Het kan soms flink mis gaan in een relatie. Herman Leenders schreef
er ooit een roman over: De echtbreukeling.
Ook in Dat is wij, zijn nieuwe
dichtbundel, is het leven van man en vrouw bepaald geen feest. De gehele eerste
afdeling (‘Onchristelijke gedachten’) is eraan gewijd.
Tussen de gelieven is er
onbegrip, wrevel en wellicht zelfs slaande ruzie. Leenders maakt in ieder geval
een paar keer de vergelijking met een oorlog of een veldslag. En als het
allemaal over is en de ex-gelieven elkaar ver na de strijd weer eens ontmoeten,
drinken ze samen een glas ‘zoals vrienden / Vijanden zijn die geen wapens meer
hebben / Om te vechten en dat bracht ons aan het lachen.’

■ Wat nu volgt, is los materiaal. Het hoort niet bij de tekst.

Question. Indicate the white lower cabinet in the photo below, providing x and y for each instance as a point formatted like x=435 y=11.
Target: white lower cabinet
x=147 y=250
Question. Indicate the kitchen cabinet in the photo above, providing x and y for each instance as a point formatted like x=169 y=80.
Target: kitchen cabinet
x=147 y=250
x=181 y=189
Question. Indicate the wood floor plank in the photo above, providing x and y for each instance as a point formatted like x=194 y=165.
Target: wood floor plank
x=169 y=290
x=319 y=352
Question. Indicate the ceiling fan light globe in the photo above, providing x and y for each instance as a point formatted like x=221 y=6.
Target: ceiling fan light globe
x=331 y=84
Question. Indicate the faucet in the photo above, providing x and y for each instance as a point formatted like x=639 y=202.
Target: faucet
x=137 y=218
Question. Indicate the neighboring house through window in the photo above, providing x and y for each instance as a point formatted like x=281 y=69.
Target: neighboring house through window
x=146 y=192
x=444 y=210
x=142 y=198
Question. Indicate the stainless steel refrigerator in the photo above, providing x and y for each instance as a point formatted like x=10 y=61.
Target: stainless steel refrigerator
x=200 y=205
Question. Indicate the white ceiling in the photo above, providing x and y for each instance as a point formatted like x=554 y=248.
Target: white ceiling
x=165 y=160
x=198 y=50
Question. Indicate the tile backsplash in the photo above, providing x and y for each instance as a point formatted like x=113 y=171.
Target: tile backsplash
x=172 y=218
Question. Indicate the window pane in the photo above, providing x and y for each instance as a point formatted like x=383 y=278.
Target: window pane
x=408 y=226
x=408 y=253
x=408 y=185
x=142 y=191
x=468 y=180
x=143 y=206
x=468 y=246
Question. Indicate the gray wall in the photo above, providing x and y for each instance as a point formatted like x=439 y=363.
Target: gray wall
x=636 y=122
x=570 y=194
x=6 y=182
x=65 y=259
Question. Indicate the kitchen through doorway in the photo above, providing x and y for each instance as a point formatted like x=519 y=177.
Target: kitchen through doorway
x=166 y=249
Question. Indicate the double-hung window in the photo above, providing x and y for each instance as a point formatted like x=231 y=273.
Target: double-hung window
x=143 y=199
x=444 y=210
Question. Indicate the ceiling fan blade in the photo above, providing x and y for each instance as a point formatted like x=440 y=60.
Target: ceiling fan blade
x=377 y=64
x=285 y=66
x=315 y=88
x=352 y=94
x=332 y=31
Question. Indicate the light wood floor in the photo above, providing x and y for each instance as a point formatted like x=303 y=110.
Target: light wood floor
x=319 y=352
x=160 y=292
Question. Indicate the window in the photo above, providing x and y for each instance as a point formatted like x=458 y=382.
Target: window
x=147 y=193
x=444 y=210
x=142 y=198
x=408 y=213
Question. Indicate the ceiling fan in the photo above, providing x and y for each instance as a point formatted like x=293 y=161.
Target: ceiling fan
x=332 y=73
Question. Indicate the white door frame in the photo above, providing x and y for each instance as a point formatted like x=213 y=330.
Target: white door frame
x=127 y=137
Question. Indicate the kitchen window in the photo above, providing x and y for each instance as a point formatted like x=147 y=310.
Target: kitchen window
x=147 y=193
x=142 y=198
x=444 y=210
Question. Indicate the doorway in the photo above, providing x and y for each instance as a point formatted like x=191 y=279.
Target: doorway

‘Om te vechten’ is een overbodige toevoeging en ‘en dat
bracht ons aan het lachen’ maakt de formulering nog slapper. Daar heeft Leenders
wel een handje van. In Dat is wij
komen best wat goede zinnen voor, maar bijna geen enkel gedicht is in zijn
geheel sterk.
Een van de betere is:
Buurlanden
We liggen als buurlanden
Naast elkaarJij exotisch buitenland
Ik leeg en bars binnenland
Met eigen vlaggen en gebruiken
Wetten en grenzen
Die we overschrijden
Hartstochtelijk verdedigen
Met douanes en taksen
En bij diplomatieke incidenten
Bloemen, nutteloze geschenken
We hadden schepen kunnen zijn
Maar we zijn buurlanden
Buurlanden liggen aan elkaar vast en kunnen niet weg van
elkaar. Hoe dicht ze ook bij elkaar zijn, ze verschillen. En blijkbaar geeft
dat problemen: er moeten grenzen verdedigd worden en die worden dan toch
overschreden. Er zijn incidenten, die weer goedgemaakt moeten worden met
bloemen en nutteloze geschenken.
Zo leven deze mensen samen. Het had ook anders kunnen zijn.
Ze hadden ook schepen kunnen zijn. Ongetwijfeld zijn dat de ‘ships that pass in
the night’ van Henry Wadsworth Longfellow:
Ships that pass in the night, and speak each other in passing,
Only a signal shown and a distant voice in the darkness;
So on the ocean of life we pass and speak one another,
Only a look and a voice, then darkness again and a silence.
Het goede van Leenders’ gedicht vind ik dat de hopeloosheid
van de situatie nauwelijks benoemd wordt, maar dat je die wel voelt. Er is geen
oplossing, de beide mensen zijn ertoe veroordeeld om met elkaar te leven, zonder
dat ze gelukkig zijn en misschien hebben ze zich daar al bij neergelegd.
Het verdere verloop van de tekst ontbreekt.